The Senate gave decisive backing on Tuesday to a US-Peru free trade agreement, opening the way for expanded economic ties with the Andean nation and giving the administration a boost in its quest to shore up relations with Latin America. The first bilateral trade deal approved by Congress this year is also the first under a new Democratic formula that requires negotiators to put labor rights and environmental standards on a par with tariff reductions, investor protections and other key elements of the accord.
The 77-18 Senate vote on the bill implementing the agreement followed a 285-132 House vote last month. The agreement will go into effect after the two countries adjust laws needed to abide by it. U.S. trade with Peru is small scale, about $9 billion (euro6.1 billion) a year, but proponents of the agreement argued that it has real political benefits. "There is a growing division in Latin America today," said Sen. Charles Grassley, a Republican, referring to the anti-U.S. campaign of Venezuelan President Hugo Chavez. "We ought to help countries like Peru that are not going the direction of Venezuela."
President George W. Bush said after the vote that he looked forward to signing the bill that would "level the playing field for American exporters and investors" and would signal "our firm support for those who share our values of freedom and democracy." At an earlier news conference, Bush also urged Congress to act on another pending trade deal _ with Colombia _ saying that was a way to "make a difference in South America in terms of Venezuelan influence."
Opponents also looked to the bigger picture, blaming past trade pacts, particularly with China and Mexico, for rising trade deficits and the loss of American manufacturing jobs. "One of the major reasons that the middle class in the United States is shrinking, poverty is increasing and the gap between the rich and the poor is growing wider is in fact due to our disastrous, unfettered, trade policy," Sen. Bernie Sanders, an independent, said. The accord has strong backing from business groups such as the U.S. Chamber of Commerce and the National Association of Manufacturers. It is opposed by labor and other groups who say the tougher labor and environmental standards won't be enforced and that Peruvian peasants won't be able to compete with cheaper American farm goods.

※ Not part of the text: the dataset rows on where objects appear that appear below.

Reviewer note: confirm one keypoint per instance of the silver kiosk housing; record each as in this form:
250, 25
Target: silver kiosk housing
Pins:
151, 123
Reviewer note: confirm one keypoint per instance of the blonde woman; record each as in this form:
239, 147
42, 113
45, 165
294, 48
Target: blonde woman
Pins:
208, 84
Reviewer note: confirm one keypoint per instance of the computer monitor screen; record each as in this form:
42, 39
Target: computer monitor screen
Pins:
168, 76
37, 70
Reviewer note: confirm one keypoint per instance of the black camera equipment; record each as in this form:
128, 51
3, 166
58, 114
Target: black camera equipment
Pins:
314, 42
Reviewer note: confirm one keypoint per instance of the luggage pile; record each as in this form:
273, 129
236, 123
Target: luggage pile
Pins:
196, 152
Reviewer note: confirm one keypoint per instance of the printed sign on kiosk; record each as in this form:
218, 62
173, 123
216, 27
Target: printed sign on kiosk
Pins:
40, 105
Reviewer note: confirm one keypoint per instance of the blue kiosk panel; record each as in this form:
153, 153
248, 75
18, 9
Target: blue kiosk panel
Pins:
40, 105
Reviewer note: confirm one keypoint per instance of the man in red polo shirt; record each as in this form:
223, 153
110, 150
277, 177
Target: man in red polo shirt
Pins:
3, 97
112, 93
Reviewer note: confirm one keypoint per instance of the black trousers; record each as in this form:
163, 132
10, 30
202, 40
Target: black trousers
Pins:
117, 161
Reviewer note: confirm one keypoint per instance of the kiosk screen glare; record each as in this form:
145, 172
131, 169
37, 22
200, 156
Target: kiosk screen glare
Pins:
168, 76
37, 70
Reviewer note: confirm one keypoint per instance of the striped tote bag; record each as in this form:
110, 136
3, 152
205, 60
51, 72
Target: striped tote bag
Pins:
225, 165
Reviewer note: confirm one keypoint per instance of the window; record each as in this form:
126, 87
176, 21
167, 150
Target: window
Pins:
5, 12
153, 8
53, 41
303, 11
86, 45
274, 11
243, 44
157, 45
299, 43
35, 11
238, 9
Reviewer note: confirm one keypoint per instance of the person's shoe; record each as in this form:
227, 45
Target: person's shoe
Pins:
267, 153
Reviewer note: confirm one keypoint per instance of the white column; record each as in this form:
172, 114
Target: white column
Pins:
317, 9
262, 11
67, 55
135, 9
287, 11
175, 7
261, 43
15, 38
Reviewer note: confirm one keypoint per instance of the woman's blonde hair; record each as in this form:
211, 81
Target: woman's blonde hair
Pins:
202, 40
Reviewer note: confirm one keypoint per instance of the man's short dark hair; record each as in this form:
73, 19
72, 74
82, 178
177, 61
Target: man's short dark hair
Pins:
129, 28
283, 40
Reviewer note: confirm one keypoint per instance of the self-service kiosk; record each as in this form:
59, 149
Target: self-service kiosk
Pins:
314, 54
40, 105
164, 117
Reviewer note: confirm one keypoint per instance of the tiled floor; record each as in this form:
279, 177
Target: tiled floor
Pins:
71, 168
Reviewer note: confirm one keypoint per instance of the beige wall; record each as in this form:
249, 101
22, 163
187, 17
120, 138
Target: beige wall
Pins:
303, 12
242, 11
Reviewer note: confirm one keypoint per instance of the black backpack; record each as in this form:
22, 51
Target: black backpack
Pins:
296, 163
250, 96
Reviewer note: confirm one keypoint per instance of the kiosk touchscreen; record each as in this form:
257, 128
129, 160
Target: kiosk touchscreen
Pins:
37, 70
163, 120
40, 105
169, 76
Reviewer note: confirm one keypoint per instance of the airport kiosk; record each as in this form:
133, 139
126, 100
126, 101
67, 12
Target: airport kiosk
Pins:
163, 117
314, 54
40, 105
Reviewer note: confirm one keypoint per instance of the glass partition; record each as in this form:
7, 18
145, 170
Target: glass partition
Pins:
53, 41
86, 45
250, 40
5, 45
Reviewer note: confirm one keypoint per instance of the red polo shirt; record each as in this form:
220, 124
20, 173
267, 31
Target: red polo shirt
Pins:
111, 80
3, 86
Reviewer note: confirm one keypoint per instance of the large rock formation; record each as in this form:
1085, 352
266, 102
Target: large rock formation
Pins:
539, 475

It would immediately eliminate duties on 80 percent of U.S. consumer and industrial product sales to Peru and most agriculture goods, and gradually phase out all tariffs. Almost all Peruvian goods already enjoy duty-free status under trade breaks the United States extends to Andean nations to boost their economies and provide alternatives to illicit drug production.

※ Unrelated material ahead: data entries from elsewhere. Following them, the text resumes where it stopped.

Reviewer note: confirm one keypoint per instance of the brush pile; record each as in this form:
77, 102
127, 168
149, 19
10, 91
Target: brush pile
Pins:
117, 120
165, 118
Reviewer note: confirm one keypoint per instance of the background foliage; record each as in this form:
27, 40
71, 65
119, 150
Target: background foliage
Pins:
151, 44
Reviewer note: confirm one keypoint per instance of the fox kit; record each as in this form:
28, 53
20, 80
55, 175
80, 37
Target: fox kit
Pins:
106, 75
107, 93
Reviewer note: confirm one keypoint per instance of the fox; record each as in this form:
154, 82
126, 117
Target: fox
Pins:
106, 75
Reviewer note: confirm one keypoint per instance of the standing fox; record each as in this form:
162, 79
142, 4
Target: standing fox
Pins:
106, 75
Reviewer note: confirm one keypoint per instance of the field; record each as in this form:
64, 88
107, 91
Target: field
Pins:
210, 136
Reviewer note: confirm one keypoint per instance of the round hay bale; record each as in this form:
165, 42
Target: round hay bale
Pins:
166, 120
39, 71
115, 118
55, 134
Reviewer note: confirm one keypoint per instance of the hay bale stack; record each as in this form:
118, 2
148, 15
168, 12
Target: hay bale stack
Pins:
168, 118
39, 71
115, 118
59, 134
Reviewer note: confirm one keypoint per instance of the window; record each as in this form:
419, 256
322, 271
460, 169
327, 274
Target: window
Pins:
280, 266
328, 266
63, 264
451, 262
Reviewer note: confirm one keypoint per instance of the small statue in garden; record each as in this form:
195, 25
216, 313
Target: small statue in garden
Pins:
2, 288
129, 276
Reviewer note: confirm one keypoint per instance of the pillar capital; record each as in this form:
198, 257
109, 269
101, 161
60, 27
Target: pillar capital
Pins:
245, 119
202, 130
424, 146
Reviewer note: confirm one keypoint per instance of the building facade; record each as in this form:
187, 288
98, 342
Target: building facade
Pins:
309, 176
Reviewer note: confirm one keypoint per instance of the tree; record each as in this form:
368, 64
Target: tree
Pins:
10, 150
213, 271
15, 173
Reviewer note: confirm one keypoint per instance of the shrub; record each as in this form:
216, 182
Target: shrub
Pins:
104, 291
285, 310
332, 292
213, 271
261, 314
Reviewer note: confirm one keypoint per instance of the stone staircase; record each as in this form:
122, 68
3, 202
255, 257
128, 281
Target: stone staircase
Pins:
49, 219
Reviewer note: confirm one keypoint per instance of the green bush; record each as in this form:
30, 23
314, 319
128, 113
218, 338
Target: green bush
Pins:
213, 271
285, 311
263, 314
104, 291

"This strong bipartisan vote by the United States Senate for the Peru Trade Promotion Agreement will ensure a vibrant two-way trade relationship and enduring friendship in our hemisphere," said U.S. Trade Representative Susan C. Schwab.
"It was an overwhelming majority," Peruvian President Alan Garcia said at a news conference in Lima. "This fundamentally means that the U.S. lawmakers and the U.S. government recognize Peru's potential as a world trade partner."

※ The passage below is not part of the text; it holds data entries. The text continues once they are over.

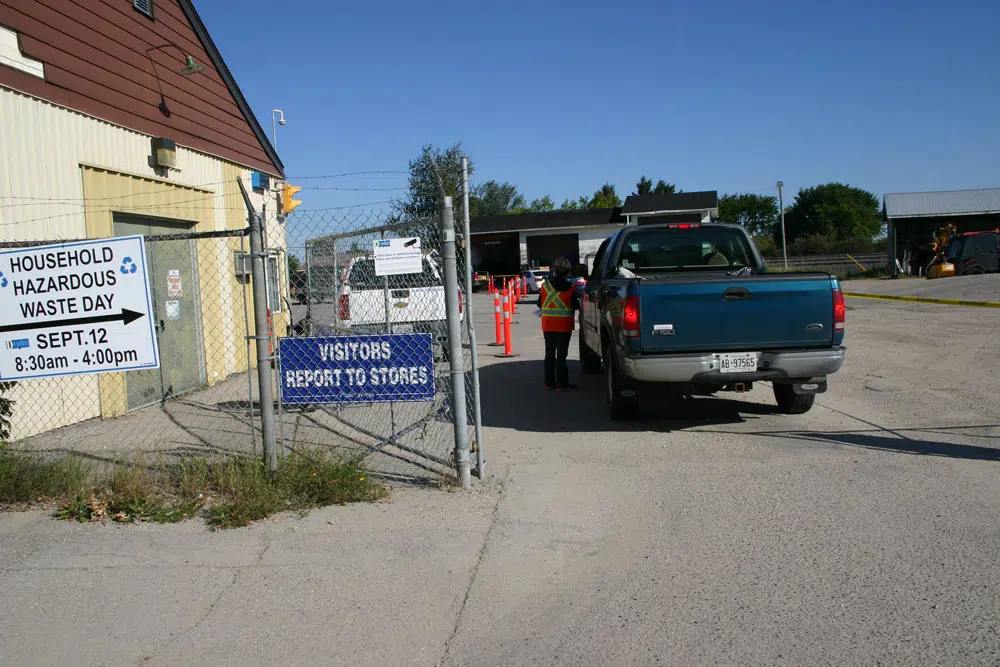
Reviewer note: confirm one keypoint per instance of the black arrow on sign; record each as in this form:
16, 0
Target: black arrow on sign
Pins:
126, 317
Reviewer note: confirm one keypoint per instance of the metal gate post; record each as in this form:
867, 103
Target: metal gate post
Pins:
264, 387
455, 343
476, 403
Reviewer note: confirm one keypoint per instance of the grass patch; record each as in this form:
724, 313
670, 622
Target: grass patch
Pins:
228, 492
26, 478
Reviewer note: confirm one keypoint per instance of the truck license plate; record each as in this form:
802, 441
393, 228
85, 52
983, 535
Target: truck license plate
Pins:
738, 362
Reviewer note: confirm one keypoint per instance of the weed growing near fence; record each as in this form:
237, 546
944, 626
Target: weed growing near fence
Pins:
228, 492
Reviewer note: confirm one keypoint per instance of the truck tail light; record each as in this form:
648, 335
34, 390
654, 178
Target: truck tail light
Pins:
839, 310
630, 317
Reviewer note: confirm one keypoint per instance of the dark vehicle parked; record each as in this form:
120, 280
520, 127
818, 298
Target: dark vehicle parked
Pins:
975, 253
687, 309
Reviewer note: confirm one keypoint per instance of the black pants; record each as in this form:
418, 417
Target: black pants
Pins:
556, 351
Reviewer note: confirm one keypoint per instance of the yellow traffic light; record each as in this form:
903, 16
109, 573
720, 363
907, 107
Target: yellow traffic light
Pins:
287, 192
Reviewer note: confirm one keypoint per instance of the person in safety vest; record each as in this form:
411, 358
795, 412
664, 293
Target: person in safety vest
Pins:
558, 300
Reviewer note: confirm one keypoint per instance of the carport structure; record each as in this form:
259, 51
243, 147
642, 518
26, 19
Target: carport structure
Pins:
912, 218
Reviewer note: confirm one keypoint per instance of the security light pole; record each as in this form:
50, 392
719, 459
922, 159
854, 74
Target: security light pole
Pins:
781, 207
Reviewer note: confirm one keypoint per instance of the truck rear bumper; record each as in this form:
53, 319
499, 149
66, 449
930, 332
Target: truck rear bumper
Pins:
702, 369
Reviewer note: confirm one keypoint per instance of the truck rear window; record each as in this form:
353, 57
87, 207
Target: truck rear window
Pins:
363, 277
694, 249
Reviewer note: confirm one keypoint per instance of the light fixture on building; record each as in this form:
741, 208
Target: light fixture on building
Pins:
164, 153
191, 67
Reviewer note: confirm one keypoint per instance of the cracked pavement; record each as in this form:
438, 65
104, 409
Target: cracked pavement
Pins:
713, 531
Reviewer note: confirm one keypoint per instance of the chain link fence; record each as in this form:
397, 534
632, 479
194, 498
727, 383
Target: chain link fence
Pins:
386, 329
361, 356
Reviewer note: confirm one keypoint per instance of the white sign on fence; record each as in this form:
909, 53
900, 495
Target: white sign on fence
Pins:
395, 257
76, 308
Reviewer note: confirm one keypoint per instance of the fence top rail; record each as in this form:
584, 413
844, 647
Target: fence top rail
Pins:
226, 233
391, 227
829, 258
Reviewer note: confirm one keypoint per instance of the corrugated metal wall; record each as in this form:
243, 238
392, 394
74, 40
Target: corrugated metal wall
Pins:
46, 150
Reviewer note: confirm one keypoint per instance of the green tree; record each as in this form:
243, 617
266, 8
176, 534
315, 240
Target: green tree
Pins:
645, 187
758, 213
543, 204
835, 212
574, 204
606, 197
662, 188
493, 198
421, 202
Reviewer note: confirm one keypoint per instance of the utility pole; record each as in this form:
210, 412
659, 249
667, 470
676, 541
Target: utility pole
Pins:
458, 399
274, 128
265, 388
781, 208
476, 402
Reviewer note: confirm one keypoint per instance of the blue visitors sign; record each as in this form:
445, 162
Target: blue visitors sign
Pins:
357, 369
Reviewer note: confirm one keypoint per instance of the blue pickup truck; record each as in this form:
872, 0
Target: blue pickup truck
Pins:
688, 309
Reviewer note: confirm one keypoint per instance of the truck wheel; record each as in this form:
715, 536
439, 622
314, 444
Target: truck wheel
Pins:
590, 362
621, 408
791, 403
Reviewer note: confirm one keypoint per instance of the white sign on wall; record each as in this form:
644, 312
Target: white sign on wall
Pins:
395, 257
76, 308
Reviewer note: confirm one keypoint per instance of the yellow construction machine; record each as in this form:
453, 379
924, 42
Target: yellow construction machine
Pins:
940, 266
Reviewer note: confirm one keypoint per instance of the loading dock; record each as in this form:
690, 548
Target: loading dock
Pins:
545, 249
498, 254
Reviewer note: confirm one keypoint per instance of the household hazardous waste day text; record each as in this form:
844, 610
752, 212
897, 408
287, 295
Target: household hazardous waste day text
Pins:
76, 308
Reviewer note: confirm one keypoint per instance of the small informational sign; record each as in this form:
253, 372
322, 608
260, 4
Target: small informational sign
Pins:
357, 369
394, 257
174, 286
76, 308
173, 310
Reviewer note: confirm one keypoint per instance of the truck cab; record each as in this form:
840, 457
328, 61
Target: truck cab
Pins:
975, 253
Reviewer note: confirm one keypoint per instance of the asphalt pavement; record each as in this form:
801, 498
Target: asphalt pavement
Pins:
710, 531
963, 288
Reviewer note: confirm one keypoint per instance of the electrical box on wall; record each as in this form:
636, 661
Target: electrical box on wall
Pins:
260, 181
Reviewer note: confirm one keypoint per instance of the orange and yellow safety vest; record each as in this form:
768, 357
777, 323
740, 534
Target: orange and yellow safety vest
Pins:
557, 308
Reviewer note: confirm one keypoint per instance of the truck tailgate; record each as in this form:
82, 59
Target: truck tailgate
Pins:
722, 314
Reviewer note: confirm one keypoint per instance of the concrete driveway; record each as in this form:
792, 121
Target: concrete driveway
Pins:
712, 531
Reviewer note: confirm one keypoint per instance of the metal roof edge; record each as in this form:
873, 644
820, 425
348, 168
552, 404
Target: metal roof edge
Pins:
227, 77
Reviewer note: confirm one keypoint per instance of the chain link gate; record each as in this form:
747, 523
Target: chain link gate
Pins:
320, 281
390, 337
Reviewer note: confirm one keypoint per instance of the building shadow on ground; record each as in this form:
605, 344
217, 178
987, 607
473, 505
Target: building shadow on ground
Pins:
513, 396
904, 441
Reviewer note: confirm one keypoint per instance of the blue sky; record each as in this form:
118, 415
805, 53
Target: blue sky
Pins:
892, 95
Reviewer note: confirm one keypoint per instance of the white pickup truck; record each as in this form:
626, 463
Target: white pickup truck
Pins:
409, 303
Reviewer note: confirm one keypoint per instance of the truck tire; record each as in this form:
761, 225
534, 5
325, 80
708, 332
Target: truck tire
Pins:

The free trade agreement also provides protections for U.S. investors and intellectual property rights and expanded access to Peru's service markets. It commits both countries to adhering to fundamental labor rights formulated by the International Labor Organization and fulfilling obligations under multilateral environmental agreements.
Democratic resistance to the president's free trade agenda softened in May after the administration agreed that provisions on worker rights and the environment would be central to future negotiations.
"This is a very significant and unexpected breakthrough," Senate Finance Committee Chairman Max Baucus, D-Mont., said. The U.S. and Peruvian governments signed the agreement in April 2006. Last June, the pact was amended to reflect the new requirements on labor and the environment.
The administration is also pressing Congress to act quickly on three other pending trade deals, with Colombia, Panama and South Korea. No action is possible this year and the Democratic Congress has shown no inclination to renew "fast track" authority, which gives the president the power to negotiate trade deals that Congress can approve or reject but cannot amend. The authority expired last summer.
In turn, the White House has threatened to veto Democratic-backed legislation to expand a program to retrain and aid workers displaced by global trade.
In the past several years the United States has completed trade agreements with Chile, Singapore, Australia, Morocco, Bahrain and Central American nations. Another with Oman was approved but has yet to be implemented.